Office Activism Makes Crisis Management for Businesses More Difficult

Jonathan Bernstein crisis management

Office Activism Makes Crisis Management for Businesses More Difficult

Wall St. Journal Calls out the Problem

The article discusses the trend of business leaders being increasingly resistant to employee activism that disrupts workplace operations. Google’s recent firing of 28 employees who protested a cloud-computing contract with the Israeli government is highlighted as a significant example of this shift. Previously, many companies tolerated and even encouraged activism among their employees on various social and political issues. However, as divisive topics like politics and international conflicts become more prevalent in workplace discussions, companies are recalibrating their responses to ensure business operations aren’t hindered.  And as I told the Wall St. Journal:

Corporate leaders “are very concerned about public backlash, especially boards of directors,” said Jonathan Bernstein, founder and chairman of Bernstein Crisis Management, which advises companies on corporate communications and reputation management. 

Ignoring workplace dissent isn’t an option either, he said. Several clients, he said, are wrestling with squabbling staff on email and Slack over issues ranging from the war in Gaza to U.S. politics.

There Will Be Blood in the Workplace

Crisis prevention is the most important, the most life and money-saving, element of crisis management for businesses. Employers who have their heads in the sand about the visceral, emotional and physical impact of everything from Covid to human rights issues to Israel v. Hamas are suffering and will continue to suffer the consequences.  Hope for the best – plan for the worst.  And we think the worst-case facing American employers right now is increasingly aggressive and even violent confrontations between employees with radically different viewpoints.  Not only fighting each other, but demanding an employer back THEIR position.

What Do Organizations Need to Do Now about Activism?
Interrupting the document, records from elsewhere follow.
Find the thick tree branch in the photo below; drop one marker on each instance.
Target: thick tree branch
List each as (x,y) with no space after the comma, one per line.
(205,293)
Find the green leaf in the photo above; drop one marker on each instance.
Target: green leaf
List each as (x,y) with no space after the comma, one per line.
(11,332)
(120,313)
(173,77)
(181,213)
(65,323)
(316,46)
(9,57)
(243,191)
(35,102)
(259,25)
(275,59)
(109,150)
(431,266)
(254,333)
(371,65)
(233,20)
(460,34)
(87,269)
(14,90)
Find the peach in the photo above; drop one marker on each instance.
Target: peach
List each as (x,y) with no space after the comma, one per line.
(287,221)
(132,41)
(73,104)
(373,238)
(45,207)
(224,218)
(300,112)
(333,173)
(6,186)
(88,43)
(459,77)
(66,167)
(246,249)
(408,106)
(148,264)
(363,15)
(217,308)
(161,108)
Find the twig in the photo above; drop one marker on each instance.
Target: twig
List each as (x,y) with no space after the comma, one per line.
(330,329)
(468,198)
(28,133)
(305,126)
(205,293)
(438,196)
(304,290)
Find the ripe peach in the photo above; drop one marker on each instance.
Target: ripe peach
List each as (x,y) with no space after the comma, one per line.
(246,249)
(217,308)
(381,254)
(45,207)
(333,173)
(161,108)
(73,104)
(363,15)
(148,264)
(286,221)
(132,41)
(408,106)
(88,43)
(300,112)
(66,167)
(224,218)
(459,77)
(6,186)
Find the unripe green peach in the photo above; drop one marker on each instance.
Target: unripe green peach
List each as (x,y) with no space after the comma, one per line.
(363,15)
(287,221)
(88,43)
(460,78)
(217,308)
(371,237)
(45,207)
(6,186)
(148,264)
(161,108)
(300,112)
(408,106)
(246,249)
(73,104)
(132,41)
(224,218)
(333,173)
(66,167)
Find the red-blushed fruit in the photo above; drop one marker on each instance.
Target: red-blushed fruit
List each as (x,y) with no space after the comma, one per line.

Our top three recommendations:

  1. Hold a totally candid discussion involving leaders from the white- and blue-collar workforce.  Find areas on which you can agree and agree on how to handle matters on which you disagree strongly, but in a way that doesn’t materially impact the organization.
  2. Hire a conflict resolution expert to proactively come in and tell you how to minimize the risks of conflicts via realistic policies and training.
  3. Hire a crisis management firm that get you prepared for rapid and appropriate internal and external communications when conflicts happen.